Why #Pride (including #BelfastPride) is not Mine

Pride celebrations have begun in the township I live in, Belfast, a place where a brand of ignorant homophobia pervades the largest local political party. In a deeply divided society with enduring scars of conflict, sectarian division and antagonism, there is a great deal of ‘territoriality’ about all things progressive. Those who purport to present themselves as the forerunners of LGB and Trans activism, just like activists in many other sectors, are very keen to claim ownership of LGBTQI issues, and sideline voices that are different to their own, or coming from people from who do not fall within their careerist agendas. Across the world, Pride is a highly commercialised event in which businesses seek profit.

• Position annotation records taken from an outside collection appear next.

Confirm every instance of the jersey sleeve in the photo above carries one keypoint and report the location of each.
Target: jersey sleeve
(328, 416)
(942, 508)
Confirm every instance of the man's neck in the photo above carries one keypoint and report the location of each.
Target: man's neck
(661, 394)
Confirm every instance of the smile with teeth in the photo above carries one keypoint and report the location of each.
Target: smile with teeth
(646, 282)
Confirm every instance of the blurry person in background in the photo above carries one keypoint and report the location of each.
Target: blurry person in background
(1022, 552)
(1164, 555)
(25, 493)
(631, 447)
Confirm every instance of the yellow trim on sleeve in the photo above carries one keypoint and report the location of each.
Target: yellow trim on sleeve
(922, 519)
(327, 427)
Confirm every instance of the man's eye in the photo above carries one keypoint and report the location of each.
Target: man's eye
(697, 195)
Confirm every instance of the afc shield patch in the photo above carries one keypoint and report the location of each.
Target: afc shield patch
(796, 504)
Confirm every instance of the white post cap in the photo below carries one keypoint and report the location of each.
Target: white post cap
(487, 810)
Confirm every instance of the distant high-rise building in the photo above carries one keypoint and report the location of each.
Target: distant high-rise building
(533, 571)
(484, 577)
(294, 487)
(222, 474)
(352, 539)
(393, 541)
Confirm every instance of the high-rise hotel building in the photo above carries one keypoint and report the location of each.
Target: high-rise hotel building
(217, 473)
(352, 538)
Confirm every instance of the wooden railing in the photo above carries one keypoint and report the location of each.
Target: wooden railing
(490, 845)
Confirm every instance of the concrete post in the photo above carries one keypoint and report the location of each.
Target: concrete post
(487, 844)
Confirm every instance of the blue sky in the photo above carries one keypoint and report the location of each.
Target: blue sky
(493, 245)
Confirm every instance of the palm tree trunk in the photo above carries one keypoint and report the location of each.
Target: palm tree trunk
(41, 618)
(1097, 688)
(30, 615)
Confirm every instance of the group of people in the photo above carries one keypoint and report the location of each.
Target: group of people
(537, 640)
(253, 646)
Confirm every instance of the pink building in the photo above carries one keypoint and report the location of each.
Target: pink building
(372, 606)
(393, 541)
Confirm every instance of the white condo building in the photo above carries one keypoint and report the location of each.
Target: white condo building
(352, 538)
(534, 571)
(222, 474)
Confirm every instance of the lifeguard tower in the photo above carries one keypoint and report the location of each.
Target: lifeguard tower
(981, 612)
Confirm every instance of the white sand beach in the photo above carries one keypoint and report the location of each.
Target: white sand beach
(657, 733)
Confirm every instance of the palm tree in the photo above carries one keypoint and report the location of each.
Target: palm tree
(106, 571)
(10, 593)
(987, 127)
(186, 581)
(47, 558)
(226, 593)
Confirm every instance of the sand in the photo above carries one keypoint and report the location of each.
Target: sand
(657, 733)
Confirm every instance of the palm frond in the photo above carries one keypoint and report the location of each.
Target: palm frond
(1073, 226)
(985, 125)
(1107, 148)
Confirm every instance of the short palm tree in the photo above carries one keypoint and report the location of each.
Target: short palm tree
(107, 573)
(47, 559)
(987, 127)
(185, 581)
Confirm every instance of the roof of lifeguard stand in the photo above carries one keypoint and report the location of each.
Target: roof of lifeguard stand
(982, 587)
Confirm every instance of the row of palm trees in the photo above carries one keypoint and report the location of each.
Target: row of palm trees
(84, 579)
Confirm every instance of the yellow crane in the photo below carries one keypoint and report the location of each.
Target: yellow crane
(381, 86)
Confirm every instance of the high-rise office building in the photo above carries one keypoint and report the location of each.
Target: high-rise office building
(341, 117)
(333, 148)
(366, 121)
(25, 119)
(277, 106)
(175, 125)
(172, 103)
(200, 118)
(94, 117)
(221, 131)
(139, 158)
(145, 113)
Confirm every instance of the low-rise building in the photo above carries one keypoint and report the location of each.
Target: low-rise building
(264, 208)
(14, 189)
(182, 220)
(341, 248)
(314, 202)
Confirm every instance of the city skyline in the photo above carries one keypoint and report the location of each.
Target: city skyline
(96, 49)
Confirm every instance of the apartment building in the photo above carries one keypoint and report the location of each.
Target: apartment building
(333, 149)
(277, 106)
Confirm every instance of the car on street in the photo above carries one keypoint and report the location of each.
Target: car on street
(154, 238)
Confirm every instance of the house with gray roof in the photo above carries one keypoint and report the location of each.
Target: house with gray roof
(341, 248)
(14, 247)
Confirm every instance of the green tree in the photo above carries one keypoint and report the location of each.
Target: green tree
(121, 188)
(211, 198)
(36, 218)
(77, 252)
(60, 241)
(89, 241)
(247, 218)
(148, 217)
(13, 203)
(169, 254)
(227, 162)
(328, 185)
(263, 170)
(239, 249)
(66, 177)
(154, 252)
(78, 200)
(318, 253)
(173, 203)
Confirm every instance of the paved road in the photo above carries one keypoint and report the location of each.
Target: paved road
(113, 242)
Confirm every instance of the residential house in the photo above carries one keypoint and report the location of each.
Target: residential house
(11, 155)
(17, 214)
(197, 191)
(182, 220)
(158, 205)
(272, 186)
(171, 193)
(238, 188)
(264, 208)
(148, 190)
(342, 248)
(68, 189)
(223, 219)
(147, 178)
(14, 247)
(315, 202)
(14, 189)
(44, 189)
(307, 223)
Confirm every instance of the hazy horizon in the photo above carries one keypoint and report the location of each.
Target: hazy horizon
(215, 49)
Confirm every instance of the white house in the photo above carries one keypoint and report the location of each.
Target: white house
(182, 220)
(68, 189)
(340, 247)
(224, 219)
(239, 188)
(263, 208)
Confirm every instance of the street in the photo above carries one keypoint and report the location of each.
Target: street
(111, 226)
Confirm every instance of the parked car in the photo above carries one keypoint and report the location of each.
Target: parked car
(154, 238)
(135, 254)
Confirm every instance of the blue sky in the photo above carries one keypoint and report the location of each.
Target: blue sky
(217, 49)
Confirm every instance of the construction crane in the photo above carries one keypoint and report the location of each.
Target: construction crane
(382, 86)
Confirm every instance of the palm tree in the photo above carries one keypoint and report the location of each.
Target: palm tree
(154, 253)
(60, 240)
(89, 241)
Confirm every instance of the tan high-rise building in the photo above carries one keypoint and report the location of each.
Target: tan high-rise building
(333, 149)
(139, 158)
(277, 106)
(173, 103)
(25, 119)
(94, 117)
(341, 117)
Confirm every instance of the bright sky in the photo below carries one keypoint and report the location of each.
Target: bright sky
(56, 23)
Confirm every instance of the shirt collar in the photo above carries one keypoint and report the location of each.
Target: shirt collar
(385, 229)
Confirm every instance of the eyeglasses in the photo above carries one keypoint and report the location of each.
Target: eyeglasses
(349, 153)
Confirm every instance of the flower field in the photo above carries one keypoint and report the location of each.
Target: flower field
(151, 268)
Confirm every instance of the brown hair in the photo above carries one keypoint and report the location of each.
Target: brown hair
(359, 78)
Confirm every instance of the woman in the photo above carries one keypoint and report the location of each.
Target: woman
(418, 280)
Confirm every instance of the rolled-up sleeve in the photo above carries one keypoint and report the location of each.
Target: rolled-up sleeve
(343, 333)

Many organisations try to benefit from Pride by flying the rainbow flag and pretending to be supportive of LGBTQI people. Pride is also an event with a past marked by racial and transphobic discrimination. Very few pride events across the world care to remember and honour the memory of Marsha P. Johnson, a trans woman of colour, who pioneered the Stonewall riots. What we know as pride today is an event dominated by cis white gay men, who think they are entitled to draw boundaries and lines, and exercise control over everything LGBTIQ. This arrogance was clearly apparent, for instance, at the 2015 Pride reception at the White House, when Jennicet Guttiérrez, a trans woman of colour and a leading activist at Familia TQLM, interrupted Barack Obama’s all but hollow Pride speech. The largely white audience booed Guttiérrez, and she was forcibly removed from the event. This year, Guttiérrez was not invited, and the White House pride reception included people of colour, also trans women of colour, who, as opposed to the very courageous Guttiérrez, do not cross boundaries put in place by the establishment, who do their activism in a way in which white supremacist arrogance and discriminatory practices are not called out or held accountable.